[Experimental][DNM till upstream PR merges][AMD] perf: load-time block FP8 MoE for MiniMax M3 on MI300X by Oseltamivir · Pull Request #1753 · SemiAnalysisAI/InferenceX

Oseltamivir · 2026-06-14T06:40:44Z

Summary

Apply a runtime patch to the pinned ROCm image revision that converts
checkpoint MXFP8 MoE weights once at load time into 128x128 block FP8.
Normalize OCP E4M3 values to the gfx942 FNUZ representation and run the
regular Triton block-FP8 backend.
Use measured low-token TP tiles and a tuned E16 local-expert table.
Preserve the existing TP8 and TP8+EP8 parallelism and concurrency matrix.
Fail the launcher if patch application fails or the expected backend marker
is absent.

The patch is scoped to
benchmarks/single_node/fixed_seq_len/minimaxm3_fp8_mi300x.sh.
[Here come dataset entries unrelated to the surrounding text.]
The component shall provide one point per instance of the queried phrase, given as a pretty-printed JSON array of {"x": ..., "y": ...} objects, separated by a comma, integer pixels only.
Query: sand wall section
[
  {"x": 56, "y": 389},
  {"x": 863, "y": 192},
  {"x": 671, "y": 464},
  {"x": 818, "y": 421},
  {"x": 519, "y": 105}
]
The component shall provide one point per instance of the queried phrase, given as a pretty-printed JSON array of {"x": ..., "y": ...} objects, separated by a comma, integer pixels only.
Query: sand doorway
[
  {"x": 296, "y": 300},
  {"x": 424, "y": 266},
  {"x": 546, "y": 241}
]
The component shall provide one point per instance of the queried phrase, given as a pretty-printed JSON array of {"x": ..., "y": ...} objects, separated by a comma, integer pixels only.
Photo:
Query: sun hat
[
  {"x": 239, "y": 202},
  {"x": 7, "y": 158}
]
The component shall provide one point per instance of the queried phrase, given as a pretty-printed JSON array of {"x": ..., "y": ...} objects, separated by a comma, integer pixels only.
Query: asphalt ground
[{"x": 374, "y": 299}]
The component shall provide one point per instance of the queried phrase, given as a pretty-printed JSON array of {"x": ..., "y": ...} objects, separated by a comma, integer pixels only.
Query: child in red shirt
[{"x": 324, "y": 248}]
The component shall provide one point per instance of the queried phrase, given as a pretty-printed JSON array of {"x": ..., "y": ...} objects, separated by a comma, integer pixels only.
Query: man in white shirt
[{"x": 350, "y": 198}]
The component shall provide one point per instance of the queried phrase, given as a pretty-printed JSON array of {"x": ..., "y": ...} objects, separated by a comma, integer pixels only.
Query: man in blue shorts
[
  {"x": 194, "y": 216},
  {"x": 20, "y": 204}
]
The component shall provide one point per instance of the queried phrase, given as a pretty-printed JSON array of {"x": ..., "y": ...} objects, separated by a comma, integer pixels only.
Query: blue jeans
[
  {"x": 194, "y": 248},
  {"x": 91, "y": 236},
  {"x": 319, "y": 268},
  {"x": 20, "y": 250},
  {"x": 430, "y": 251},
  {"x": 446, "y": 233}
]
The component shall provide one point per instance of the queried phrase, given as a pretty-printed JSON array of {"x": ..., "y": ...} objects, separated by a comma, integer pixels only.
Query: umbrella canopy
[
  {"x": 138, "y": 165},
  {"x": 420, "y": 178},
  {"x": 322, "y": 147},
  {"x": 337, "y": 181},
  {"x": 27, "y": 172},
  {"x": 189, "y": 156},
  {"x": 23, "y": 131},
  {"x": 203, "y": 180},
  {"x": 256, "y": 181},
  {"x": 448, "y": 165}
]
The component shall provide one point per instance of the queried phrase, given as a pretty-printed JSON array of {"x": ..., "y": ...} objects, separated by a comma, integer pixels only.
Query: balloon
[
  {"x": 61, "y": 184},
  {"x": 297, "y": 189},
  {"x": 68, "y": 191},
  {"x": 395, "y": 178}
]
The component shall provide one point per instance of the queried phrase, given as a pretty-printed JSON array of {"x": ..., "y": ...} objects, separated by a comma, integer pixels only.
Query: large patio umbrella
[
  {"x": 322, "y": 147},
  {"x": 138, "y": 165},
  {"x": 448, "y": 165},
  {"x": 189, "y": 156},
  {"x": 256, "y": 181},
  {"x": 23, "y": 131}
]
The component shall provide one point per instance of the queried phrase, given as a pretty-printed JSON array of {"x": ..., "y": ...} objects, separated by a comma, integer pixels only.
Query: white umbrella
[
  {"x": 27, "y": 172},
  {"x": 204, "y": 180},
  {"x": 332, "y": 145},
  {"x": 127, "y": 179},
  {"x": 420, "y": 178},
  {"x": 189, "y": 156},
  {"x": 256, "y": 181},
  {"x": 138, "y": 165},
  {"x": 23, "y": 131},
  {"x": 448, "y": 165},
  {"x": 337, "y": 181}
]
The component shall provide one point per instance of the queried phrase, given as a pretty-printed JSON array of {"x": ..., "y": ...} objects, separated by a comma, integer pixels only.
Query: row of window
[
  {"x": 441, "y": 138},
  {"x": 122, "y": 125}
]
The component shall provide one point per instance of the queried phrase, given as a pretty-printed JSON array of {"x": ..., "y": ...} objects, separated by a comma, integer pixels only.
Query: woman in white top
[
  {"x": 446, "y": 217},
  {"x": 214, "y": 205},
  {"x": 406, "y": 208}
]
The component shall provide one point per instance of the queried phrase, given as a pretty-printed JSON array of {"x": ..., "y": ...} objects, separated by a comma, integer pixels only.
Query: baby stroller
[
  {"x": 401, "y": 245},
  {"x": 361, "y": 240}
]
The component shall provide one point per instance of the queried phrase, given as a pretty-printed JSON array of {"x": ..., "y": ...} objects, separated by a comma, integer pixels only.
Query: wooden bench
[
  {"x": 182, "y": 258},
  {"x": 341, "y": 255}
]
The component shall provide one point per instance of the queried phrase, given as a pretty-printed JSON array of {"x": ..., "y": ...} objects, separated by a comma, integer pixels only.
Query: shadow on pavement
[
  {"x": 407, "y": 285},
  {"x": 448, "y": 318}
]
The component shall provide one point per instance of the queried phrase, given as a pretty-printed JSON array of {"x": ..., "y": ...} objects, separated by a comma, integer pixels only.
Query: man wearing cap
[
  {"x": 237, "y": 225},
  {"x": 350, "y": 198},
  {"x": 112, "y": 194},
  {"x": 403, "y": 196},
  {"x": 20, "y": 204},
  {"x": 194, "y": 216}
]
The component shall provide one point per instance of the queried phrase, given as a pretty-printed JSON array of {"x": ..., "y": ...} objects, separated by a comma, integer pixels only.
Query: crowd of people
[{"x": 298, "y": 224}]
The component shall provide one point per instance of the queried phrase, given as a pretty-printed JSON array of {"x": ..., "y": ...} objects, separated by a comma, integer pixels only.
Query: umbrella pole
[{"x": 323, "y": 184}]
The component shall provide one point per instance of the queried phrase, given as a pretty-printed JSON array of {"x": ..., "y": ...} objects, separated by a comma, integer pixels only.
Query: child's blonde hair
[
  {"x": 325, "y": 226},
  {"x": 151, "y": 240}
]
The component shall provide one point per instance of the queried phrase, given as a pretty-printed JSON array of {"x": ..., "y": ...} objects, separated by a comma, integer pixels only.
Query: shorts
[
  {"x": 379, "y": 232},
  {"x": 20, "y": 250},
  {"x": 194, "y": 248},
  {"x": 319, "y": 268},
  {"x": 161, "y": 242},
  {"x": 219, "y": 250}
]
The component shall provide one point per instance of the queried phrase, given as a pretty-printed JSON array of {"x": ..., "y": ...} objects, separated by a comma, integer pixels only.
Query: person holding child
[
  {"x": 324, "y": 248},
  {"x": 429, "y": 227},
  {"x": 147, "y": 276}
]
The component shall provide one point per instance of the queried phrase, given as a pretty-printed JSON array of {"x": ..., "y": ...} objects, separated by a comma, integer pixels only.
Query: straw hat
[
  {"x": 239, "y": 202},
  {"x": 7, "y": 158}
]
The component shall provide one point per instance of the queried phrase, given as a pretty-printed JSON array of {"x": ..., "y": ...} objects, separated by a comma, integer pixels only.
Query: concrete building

The separate
MTP recipe remains unchanged.

Validation

Runtime patch applies cleanly to image revision
4a560dd8db67c270f5e2afb614558271b76f2294.
Patched Python files compile and both tuning JSON files parse.
Upstream changed-file pre-commit hooks pass, including mypy.
Targeted MI300X kernel module: 48 passed, 5 skipped.
python -m pytest utils/matrix_logic/ utils/test_process_changelog.py -q:
158 passed.
MI300X matrix generation includes c1 through c128 TP8, c256 TP8+EP8,
both sequence lengths, and the expected eval points.
Launcher shell validation and patch reverse-application checks pass.
Full MI300X TP8 and TP8+EP8 sweep:
https://github.com/SemiAnalysisAI/InferenceX/actions/runs/27725228435
- All 18 serving points and both eval jobs passed after retrying three
  node-local Pyxis failures that occurred before model startup.
Independent accuracy run:
https://github.com/SemiAnalysisAI/InferenceX/actions/runs/27725256963
- Across the two full 1,319-example GSM8K runs, strict exact match was
  95.53%-95.98% for TP8 and 95.30%-95.91% for TP8+EP8.
MI355X matched control/patched guard:
https://github.com/SemiAnalysisAI/InferenceX/actions/runs/27733137495
- Both variants retained the native gfx950 MXFP8 backend; the numerical
  smoke test reported 0.037185 relative error.
- Patched aggregate throughput was within 0.43% at concurrency 4
  (453.13 vs. 455.10 tok/s) and 0.84% at concurrency 64
  (4018.45 vs. 4052.69 tok/s) of the matched control.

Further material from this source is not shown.